Diagnosis and Treatment
MC4R is a single exon gene that is readily amenable to rapid nucleotide sequencing, thus genetic analysis could be performed as a routine diagnostic test. However, before any causality is attributed to a mutation, it is necessary in our view to (1) establish that the sequence variant is absent from a panel of ethnicity-matched control subjects of appropriate number (≥100 alleles), (2) confirm that it results in impaired signaling when studied in vitro, and (3) determine that it co-segregates with obesity in family members. Although, at present, no specific therapy is known for MC4R deficiency, it is highly likely that these subjects would respond well to pharmacotherapy that overcomes the reduction in hypothalamic-melanocortinergic tone that is seen in these patients. Because most patients are heterozygotes with one functional allele intact, it is possible that small molecule MC4R agonists might, in the future, be excellent candidate drugs for this disorder.
OTHER SYNDROMES
Holder and colleagues studied a girl with hyperphagia and early-onset obesity and a balanced translocation between 1p22.1 and 6q16.2.85 The translocation disrupted the SIM1 gene on 6q. The Drosophila single-minded (Sim) gene is a regulator of neurogenesis, and in the mouse, Sim1 is expressed in the developing central nervous system and is essential for formation of the supraoptic and paraventricular (PVN) nuclei, which express the melanocortin 4 receptor. Mice heterozygous for loss of function mutations in Sim1 are obese, making it very likely that disruption of this gene in the child was the cause of her obesity.86 A number of patients with obesity, hypotonia, and developmental delay in association with interstitial chromosome 6q deletions have been described, although whether this syndrome can be attributed to SIM1 remains unclear.87
The WAGR syndrome (Wilms tumor, anorexia, ambiguous genitalia, and mental retardation) is one of the best studied contiguous gene syndromes associated with chromosomal deletions at 11p13, the location of the WT1 gene.88 A few patients with WAGR syndrome and obesity have been reported with deletions of chromosome 11p14-p12, a region that encompasses BDNF, the disruption of which is known to cause obesity.42
Summary
The past decade has seen our understanding of the complexity and heterogeneity of inherited syndromes of obesity grow at a rapid pace.
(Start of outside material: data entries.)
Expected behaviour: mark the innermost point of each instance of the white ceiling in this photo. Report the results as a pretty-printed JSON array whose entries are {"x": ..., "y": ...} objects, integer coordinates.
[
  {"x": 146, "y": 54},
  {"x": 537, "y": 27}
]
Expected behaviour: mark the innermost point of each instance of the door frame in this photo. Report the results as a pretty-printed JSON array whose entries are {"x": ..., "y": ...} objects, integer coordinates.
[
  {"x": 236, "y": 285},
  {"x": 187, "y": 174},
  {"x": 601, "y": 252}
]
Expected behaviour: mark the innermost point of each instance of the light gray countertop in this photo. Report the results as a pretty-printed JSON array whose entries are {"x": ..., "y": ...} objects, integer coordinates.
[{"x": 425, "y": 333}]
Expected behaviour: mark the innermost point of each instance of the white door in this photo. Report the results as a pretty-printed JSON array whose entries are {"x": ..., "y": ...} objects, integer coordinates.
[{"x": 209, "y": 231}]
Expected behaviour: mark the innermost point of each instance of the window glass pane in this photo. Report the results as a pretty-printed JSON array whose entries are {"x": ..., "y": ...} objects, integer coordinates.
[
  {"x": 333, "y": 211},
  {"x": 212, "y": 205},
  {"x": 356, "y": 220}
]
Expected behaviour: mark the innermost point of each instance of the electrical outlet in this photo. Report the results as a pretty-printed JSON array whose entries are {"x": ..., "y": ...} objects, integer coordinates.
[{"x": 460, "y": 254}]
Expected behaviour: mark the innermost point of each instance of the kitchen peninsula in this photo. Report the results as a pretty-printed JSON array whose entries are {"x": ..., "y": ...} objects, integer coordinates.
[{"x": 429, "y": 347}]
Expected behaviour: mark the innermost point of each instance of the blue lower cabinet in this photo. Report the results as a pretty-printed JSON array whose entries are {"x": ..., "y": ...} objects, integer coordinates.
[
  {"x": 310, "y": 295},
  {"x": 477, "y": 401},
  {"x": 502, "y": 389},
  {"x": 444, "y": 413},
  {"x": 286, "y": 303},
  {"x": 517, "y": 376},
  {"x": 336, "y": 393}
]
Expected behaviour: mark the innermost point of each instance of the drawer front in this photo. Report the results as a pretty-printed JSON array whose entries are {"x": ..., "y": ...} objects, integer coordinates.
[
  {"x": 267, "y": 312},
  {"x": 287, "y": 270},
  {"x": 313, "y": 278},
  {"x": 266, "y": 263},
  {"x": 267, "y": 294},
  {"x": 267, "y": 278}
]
These discoveries have had an important, clinically relevant impact on the diagnosis and management of obese patients. First, the genes that underlie most of the pleiotropic developmental obesity syndromes have now been identified—an accomplishment that will greatly facilitate genetic counseling. Second, as exemplified by melanocortin 4 receptor deficiency, we now know that apparently “simple obesity” can be caused by specific genetic defects that influence control of appetite in the hypothalamus. With this realization, we should not assume that “simple obesity,” particularly when it commences during childhood, has simple and readily remediable environmental causes. Finally, as exemplified by congenital leptin deficiency, we now are entering an era when specific molecular diagnoses may lead to specific, effective therapies for inherited subtypes of obesity.